DALI icon indicating copy to clipboard operation
DALI copied to clipboard

pipe rebuild has a memory leak?

Open ronzhou18 opened this issue 2 years ago • 16 comments

If the wrong picture is encountered, the dali pipline will be unavailable, and the pipline needs to be rebuilt. At this time, the memory will continue to grow.

Is this a dali‘s’ bug?

ronzhou18 avatar Jul 20 '22 03:07 ronzhou18

Hi @ronzhou18. To better answer this question, I would need a minimal reproduction example. If you could attach a small code snippet and perhaps an "image" file that would cause an error we could reproduce on our end and analyze what is happening with the memory. Thank you

jantonguirao avatar Jul 20 '22 07:07 jantonguirao

ok,thank you for your reply, I am preparing a minimal reproduction example. In addition, I just use dali to do picture mixing decoding. Dali pipe will become invalid when DALI decoding one damaged image among many images. And then I rebuild this pipe. After many repetitions, the system memory becomes larger and larger.

ronzhou18 avatar Jul 20 '22 08:07 ronzhou18

I can imagine that the pipeline is not properly deleted for some reason. When you share the code we'll be able to check it and give a solution. Thanks

jantonguirao avatar Jul 20 '22 09:07 jantonguirao

import os
import gc
from tqdm import trange
import numpy as np
import nvidia.dali.fn as fn
import nvidia.dali.types as types
from nvidia.dali import pipeline_def

class GetIterTensor:
    def __init__(self, batch_size: int, tensor_list: list):
        self.batch_size = batch_size
        self.tensor_list = tensor_list

    def __iter__(self):
        self.len = len(self.tensor_list)
        self.index = 0
        return self

    def __next__(self):
        if self.index == 0:
            self.len = len(self.tensor_list)

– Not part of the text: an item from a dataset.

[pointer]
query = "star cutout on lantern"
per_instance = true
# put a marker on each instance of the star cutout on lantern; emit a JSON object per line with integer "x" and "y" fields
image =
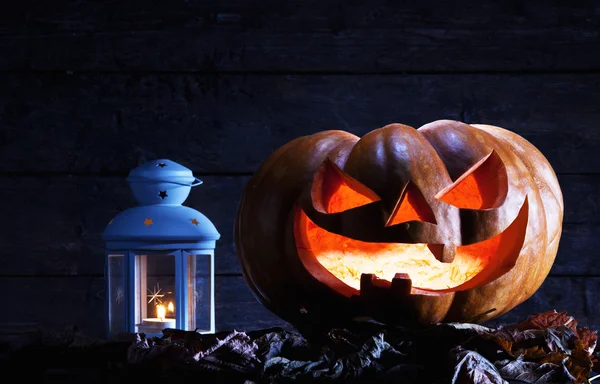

        batch_size = self.len if self.len < self.batch_size else self.batch_size
        batch = self.tensor_list[self.index:batch_size + self.index]
        print(len(batch))

        self.index += batch_size
        self.len -= batch_size
        if self.len <= 0:
            self.index = 0
        return batch

@pipeline_def(batch_size=16,num_threads=4,device_id=0,prefetch_queue_depth=1)
def my_pipeline(source):
    jpegs = fn.external_source(source, device="cpu", name="DALI_INPUT_0", dtype=types.UINT8)
    images_ = fn.decoders.image(jpegs, output_type=types.RGB, device="mixed")
    raw_size = 640
    images = fn.resize(images_, resize_longer=raw_size)
    crop_image = fn.crop_mirror_normalize(images,
                                          crop_w=raw_size,
                                          crop_h=raw_size,
                                          crop_pos_x=0.5,
                                          crop_pos_y=0.5,
                                          scale=1 / 255.0,
                                          dtype=types.FLOAT,
                                          fill_values=0,
                                          out_of_bounds_policy="pad",
                                          output_layout="CHW")
    return crop_image

def build(iter_func):
    my_pipe = my_pipeline(source=iter_func)
    my_pipe.build()
    return my_pipe

if __name__ == "__main__":
    path = "test_img_error"
    images = [os.path.join(path, image) for image in os.listdir(path)]
    batch_size = 16
    tensor_list = []
    get_data = GetIterTensor(batch_size=16, tensor_list=tensor_list)
    pipe = build(get_data)

    while True:
        for batch_id in trange(int(len(images)/batch_size)):
            batch = images[batch_id*batch_size:(batch_id+1)*batch_size]
            for img in batch:
                tensor_list.append(np.fromfile(img, dtype=np.uint8))

            try:
                pipe.run()
                tensor_list.clear()
            except Exception as e:
                tensor_list.clear()
                del pipe
                gc.collect()
                pipe = build(get_data)


image set:https://pan.baidu.com/s/1j8Jcbo6Gl3K-aRXc29foaw password:lm5p

Thanks

ronzhou18 avatar Jul 20 '22 09:07 ronzhou18

I have tried the code you shared and I found that the host memory and the GPU memory remain stable after restarting the pipeline many times. Looking at your snippet, it is properly deleting the pipeline on failure, so there should not be any leaks.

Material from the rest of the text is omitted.